I would suggest that in fact, we should look much closer to home to explain that failure. Not once does this “leader of British Jewry” even entertain the possibility of taking responsibility for a scenario where large portions of those he is supposed to be leading should be above partisan politics? Why are so many young Jews “unwitting”? Instead, he blames “the lack of progress towards peace”.
Having failed to convince the Israeli government of the error of its ways, Mr Davis has once again written in the media, berating the Israeli government’s “lack of effort” in negotiations with the Palestinian Authority. Israel’s determined diplomatic efforts to prevent a nuclear Iran are all very well, he claims, but “the tragedy for us in the diaspora is that the same effort is not being made by Israeli leaders for the peace process.”
Israeli leaders including Benjamin Netanyahu and Naftali Bennett, who comes in for particular criticism from Mr Davis, have fought in real-life battlefields. They both are currently shouldering the burden of defending Israel’s populace from deadly terrorism and the nuclear threat from Iran. So to point out that they have not stood on the frontline against delegitimisation, against placard-waving lunatics who refuse to buy Israeli fruit or fizzy drinks, is a little ridiculous, to put it gently.
As galling as the lack of perspective, sense of entitlement and failure to lead and take responsibility for doing what his council purports to do, is the insinuation throughout both articles that the Israeli government is somehow ignoring diaspora Jewry and that they have to consider their security decisions based on outspoken views and threats from Mr Davis.
Only recently, the Jerusalem Post and the JC revealed details of an ambitious government plan to invest billions of dollars in programmes reaching out to diaspora Jews. That news came not long after Naftali Bennett, speaking as Minister for Diaspora Affairs, urged a new, more equal relationship between the state of Israel and Jewish communities abroad. Prime Minister Benjamin Netanyahu’s office told the Jerusalem Post that “Israel needs Jewish communities around the world” and that the government feels a “moral responsibility for the continuation of Judaism and continuation of Jewish communities” outside Israel.
Of course, there is no real comparison to be made between a family who struggles to make a living and lives in fear under the shadow of missile fire and those families living in a safe and secure environment in London.

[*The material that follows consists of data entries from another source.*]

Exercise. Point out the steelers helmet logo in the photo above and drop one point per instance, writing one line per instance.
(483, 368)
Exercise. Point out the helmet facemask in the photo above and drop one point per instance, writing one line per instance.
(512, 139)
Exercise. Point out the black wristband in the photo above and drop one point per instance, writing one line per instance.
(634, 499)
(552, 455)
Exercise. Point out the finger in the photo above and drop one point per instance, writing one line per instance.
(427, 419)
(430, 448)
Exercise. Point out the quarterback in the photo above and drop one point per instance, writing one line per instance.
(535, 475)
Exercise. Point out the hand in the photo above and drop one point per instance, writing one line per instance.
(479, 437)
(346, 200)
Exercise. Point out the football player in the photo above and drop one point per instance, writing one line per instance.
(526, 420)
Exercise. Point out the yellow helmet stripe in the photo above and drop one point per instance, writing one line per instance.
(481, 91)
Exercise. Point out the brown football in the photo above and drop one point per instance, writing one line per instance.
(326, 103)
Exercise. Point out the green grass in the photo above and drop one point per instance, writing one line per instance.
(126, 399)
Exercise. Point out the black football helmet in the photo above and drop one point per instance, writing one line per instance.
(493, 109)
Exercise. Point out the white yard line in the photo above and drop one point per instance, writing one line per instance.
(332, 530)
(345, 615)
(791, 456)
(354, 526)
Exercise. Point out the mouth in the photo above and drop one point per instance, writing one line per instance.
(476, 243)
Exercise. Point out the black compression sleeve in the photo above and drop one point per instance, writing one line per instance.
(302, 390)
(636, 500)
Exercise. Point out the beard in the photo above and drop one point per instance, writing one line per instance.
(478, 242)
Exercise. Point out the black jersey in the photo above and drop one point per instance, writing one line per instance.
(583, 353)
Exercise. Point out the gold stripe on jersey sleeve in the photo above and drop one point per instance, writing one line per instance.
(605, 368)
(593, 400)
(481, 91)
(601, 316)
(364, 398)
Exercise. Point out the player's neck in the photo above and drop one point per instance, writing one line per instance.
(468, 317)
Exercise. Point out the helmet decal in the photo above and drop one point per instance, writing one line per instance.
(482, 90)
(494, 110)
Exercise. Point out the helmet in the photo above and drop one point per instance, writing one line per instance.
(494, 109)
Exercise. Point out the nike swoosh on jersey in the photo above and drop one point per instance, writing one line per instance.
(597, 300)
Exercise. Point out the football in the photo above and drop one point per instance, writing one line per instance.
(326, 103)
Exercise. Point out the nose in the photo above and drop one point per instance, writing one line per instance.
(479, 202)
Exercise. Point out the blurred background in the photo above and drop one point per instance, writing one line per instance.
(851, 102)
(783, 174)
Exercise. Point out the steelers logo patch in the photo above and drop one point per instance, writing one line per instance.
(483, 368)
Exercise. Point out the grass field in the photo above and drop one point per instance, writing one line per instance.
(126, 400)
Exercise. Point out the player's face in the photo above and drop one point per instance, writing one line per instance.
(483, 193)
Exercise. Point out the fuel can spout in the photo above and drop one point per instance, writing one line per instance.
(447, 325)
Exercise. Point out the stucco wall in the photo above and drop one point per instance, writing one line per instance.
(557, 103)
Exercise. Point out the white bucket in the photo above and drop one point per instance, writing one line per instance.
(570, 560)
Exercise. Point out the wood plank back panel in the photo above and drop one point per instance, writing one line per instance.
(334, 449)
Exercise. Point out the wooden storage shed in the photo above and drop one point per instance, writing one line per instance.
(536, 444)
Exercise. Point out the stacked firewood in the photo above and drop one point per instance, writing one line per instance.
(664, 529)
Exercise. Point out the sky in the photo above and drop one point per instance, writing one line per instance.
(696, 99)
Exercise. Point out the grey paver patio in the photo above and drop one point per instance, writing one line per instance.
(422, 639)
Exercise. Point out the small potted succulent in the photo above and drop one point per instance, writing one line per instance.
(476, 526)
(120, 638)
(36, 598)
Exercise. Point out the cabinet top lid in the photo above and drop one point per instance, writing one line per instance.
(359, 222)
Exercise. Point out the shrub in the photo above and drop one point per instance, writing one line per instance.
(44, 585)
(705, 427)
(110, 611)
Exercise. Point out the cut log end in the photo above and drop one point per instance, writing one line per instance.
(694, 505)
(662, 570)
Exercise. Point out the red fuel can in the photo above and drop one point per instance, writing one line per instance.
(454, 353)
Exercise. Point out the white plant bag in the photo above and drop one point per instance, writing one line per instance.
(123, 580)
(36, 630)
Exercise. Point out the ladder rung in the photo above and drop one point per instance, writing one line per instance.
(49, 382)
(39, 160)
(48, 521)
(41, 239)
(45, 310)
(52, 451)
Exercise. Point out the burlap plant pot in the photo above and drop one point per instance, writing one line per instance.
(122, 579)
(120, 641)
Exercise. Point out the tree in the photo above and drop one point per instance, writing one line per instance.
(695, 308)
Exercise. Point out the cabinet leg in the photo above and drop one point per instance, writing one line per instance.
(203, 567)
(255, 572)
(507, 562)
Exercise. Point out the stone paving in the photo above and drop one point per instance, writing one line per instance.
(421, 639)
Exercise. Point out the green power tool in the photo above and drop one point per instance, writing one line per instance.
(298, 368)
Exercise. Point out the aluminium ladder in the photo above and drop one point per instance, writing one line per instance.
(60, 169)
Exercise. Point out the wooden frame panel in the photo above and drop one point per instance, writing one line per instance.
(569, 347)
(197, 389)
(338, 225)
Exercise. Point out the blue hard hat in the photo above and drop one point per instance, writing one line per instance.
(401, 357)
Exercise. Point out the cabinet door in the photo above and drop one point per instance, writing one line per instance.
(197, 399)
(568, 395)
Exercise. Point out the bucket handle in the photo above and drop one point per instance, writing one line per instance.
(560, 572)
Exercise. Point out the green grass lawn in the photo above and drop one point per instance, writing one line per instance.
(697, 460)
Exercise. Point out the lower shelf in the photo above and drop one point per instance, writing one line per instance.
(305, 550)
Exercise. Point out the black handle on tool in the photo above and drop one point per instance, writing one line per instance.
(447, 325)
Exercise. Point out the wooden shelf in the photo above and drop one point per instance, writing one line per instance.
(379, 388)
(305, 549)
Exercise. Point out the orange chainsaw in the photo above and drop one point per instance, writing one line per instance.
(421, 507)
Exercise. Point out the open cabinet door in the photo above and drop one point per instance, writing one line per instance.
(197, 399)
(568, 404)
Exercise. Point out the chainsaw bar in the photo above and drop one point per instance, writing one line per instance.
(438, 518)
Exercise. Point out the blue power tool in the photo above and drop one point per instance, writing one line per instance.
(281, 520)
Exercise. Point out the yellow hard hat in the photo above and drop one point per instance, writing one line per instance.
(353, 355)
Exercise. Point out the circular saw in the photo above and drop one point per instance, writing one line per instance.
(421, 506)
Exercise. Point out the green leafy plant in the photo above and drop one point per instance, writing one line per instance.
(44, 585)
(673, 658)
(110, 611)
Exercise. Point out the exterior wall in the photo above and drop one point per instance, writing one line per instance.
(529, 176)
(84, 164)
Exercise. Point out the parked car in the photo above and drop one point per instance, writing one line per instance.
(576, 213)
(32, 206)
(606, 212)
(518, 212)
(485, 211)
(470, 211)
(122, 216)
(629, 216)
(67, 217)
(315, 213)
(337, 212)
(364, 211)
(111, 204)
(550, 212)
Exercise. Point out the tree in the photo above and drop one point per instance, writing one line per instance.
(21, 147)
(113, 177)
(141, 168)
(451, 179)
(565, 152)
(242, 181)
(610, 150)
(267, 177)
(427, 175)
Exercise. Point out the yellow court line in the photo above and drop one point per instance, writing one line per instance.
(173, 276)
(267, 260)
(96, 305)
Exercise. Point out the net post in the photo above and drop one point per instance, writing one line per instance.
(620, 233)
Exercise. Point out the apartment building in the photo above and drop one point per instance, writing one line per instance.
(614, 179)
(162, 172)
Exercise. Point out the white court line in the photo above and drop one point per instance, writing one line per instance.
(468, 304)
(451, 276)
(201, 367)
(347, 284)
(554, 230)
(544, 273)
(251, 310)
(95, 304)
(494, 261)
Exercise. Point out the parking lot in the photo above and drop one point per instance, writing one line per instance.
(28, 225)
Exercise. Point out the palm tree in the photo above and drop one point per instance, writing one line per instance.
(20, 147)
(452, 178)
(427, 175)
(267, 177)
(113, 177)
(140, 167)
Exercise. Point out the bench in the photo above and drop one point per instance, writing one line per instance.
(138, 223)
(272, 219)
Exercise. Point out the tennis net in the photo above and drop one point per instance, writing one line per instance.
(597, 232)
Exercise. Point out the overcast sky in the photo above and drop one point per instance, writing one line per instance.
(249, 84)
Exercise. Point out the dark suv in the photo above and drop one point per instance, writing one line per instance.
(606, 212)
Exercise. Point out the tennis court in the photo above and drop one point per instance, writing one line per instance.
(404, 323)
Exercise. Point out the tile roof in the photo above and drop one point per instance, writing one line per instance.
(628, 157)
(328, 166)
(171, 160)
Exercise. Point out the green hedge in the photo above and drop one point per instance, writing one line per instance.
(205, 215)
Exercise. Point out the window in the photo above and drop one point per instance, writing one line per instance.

Most Jews who live outside Israel recognise that as passionately Zionist as we may be, we simply do not run the same risks as those who live there, based on the political choices our leaders make.
To date, few have publicly taken issue with this wretched armchair Zionist leadership approach. But I believe that this silence, particularly on the part of the grassroots of our community, comes more from a place of contempt or disinterest in the opinions of self-appointed, outspoken leaders rather than out of a sense of agreement with them.
I am fortunate to have witnessed first-hand how Jews of all stripes – secular and religious, old and young, right-wing, left-wing and everything in between — have opened their pockets and their hearts to the JNF, without preconditions, to help their less fortunate brothers and sisters in Israel.
We are all responsible for the Jewish state, because it guarantees our right to exist as a Jewish nation. But it is time that we all, from the most prominent leaders of our community to the average Zionist on the street, focused a little less on our rights as Zionists and a little more on our responsibilities.